Um den nun schon fast 4 Jahre andauernden Schikanen durch das Jugendamt endlich zu entgehen, gaben wir nach und stimmten den geforderten Auflagen zunächst zu.

Die Richterin übertrug uns danach die Sorgerechtsanteile des Jugendamtes (Aufenthaltsbestimmungsrecht, Hilfe zur Erziehung und Gesundheitsfürsorge).

Das Verhandlungsprotokoll vom 24.11.05 wurde uns nicht zugesandt. Deshalb forderten wir es am 29.12.05 an und mussten nach Erhalt feststellen, dass die uns belastenden Aussagen fehlten und stellten daher am 6.01.06 einen Antrag auf Protokollberichtigung.

Die vom Gericht beschlossenen Auflagen stellen uns mit Eltern gleich, die ihre Kinder grob vernachlässigen oder misshandeln und dürften für Pflege- und Adoptiveltern wohl einmalig sein.

Die Vermutungen des Jugendamtes über unser zukünftiges Verhalten gegen das Kindeswohl erfüllen unseres Erachtens den Tatbestand der üblen Nachrede.

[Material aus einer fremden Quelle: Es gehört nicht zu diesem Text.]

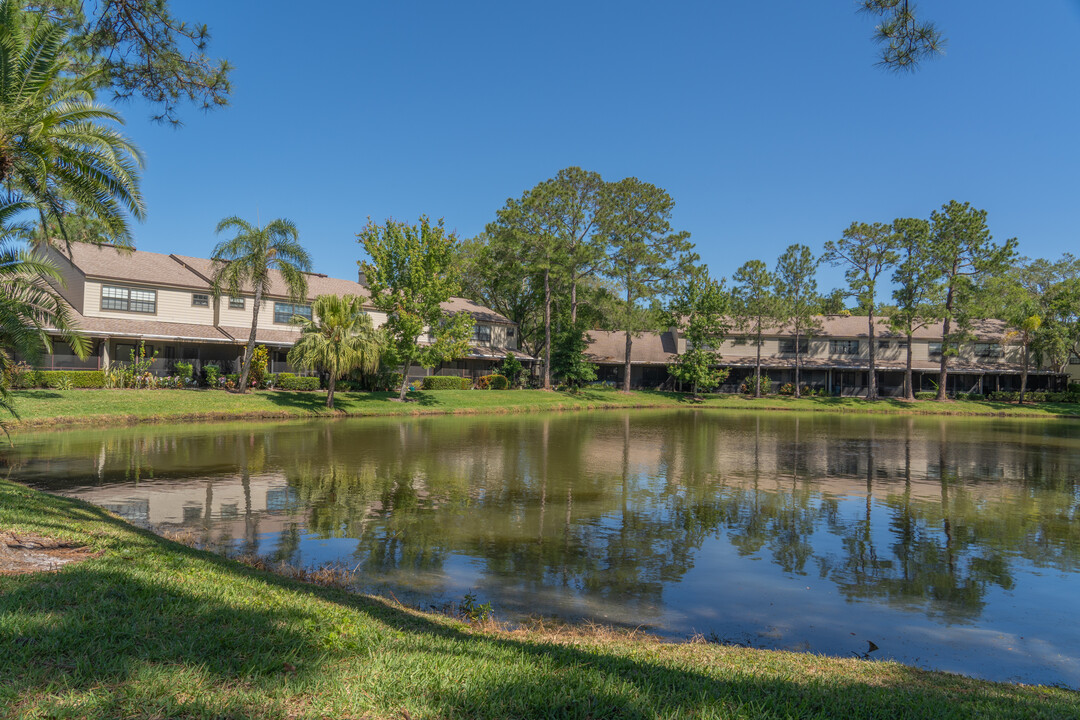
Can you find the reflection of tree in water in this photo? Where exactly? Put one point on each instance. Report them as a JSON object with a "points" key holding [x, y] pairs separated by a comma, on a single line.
{"points": [[943, 556], [917, 513]]}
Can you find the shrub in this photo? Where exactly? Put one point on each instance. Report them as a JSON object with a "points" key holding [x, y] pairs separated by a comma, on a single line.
{"points": [[61, 379], [259, 361], [211, 375], [293, 382], [512, 369], [185, 371], [445, 382], [493, 382], [747, 385]]}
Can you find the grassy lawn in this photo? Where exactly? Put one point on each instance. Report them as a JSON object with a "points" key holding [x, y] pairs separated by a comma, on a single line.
{"points": [[57, 407], [149, 628]]}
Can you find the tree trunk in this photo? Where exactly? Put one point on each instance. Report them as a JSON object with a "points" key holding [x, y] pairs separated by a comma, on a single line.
{"points": [[1023, 374], [946, 328], [757, 365], [872, 388], [404, 388], [797, 394], [630, 342], [547, 329], [908, 386], [574, 298], [251, 339]]}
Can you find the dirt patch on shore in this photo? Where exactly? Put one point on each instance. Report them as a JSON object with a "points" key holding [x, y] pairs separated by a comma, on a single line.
{"points": [[22, 553]]}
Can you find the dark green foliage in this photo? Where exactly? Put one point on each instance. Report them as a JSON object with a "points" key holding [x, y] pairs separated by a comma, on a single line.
{"points": [[77, 379], [445, 382], [410, 274], [747, 386], [568, 357], [493, 382], [137, 49], [512, 369], [295, 382], [905, 39]]}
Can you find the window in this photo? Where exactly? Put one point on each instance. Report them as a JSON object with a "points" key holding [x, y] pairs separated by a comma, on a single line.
{"points": [[129, 299], [284, 312], [482, 334]]}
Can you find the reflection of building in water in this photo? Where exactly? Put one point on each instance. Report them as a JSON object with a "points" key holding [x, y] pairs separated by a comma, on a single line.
{"points": [[227, 507]]}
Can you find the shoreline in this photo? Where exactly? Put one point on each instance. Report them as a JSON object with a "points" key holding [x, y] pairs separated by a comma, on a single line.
{"points": [[147, 623], [81, 408]]}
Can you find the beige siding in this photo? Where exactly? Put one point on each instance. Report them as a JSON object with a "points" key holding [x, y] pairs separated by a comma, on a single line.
{"points": [[820, 349], [73, 287], [174, 306]]}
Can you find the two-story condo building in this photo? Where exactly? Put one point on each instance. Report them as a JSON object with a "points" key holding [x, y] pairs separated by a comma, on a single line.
{"points": [[122, 298], [837, 358]]}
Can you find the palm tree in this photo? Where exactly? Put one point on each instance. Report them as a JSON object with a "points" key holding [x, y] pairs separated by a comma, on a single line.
{"points": [[29, 309], [338, 339], [58, 150], [244, 263]]}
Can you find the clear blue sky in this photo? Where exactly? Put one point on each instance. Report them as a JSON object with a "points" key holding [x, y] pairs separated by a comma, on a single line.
{"points": [[767, 122]]}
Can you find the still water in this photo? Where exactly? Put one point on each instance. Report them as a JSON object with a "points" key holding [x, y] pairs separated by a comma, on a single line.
{"points": [[946, 543]]}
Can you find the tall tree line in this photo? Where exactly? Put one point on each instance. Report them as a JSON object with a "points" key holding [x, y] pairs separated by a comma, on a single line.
{"points": [[576, 253]]}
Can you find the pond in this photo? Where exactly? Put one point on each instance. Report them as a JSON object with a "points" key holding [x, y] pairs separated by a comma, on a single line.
{"points": [[944, 543]]}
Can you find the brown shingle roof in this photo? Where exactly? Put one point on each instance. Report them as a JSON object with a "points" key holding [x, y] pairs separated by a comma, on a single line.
{"points": [[649, 348], [110, 262], [133, 327], [856, 326], [269, 336], [318, 284]]}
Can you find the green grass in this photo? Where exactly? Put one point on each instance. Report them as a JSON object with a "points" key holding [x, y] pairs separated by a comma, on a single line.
{"points": [[56, 407], [150, 628]]}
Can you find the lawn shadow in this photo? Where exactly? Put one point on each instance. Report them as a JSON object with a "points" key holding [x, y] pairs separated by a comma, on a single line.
{"points": [[179, 630]]}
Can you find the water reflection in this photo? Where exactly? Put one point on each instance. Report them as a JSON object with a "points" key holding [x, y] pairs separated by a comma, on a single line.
{"points": [[662, 519]]}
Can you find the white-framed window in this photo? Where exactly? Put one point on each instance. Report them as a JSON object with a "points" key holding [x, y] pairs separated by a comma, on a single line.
{"points": [[482, 334], [284, 312], [129, 299]]}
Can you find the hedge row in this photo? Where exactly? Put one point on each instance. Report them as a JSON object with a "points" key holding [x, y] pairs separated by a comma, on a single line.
{"points": [[493, 382], [445, 382], [81, 379], [1035, 396], [297, 383]]}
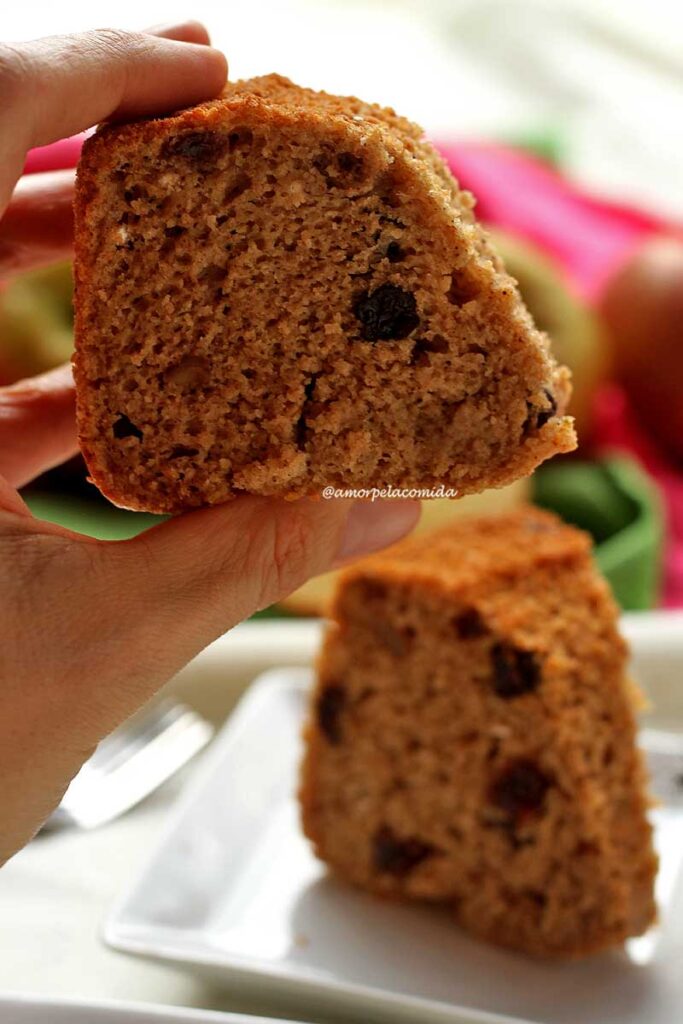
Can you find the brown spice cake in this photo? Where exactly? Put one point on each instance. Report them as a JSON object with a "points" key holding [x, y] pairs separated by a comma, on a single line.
{"points": [[283, 290], [472, 737]]}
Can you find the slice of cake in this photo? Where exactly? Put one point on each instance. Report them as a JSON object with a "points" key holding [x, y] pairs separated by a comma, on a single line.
{"points": [[472, 737], [283, 290]]}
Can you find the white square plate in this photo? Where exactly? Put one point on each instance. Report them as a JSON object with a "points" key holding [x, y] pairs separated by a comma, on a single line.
{"points": [[235, 889], [29, 1010]]}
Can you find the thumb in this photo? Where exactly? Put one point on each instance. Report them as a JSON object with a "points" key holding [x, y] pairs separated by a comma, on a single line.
{"points": [[190, 579]]}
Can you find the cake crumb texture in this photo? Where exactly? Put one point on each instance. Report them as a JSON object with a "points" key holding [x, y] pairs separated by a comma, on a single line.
{"points": [[471, 738], [283, 290]]}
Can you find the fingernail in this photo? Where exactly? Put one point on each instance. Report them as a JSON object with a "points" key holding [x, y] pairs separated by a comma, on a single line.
{"points": [[372, 525]]}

Das Gesundheitsamt kann beim jetzigen Stand der Dinge alle zukünftigen Therapien behandelnder Ärzte kontrollieren, boykottieren und unmöglich machen.

Die Befolgung von Medikationsvorschlägen eines niedergelassenen Arztes wird von Gesundheitsamt, Jugendamt und vom Gericht als mögliches Handeln gegen das Kindeswohl eingeschätzt.

Wir finden, dass im vorliegenden Falle die Amtshilfe durch das Gesundheitsamt dazu missbraucht wird, die bisherigen Schikanen auf anderer Ebene fortzusetzen.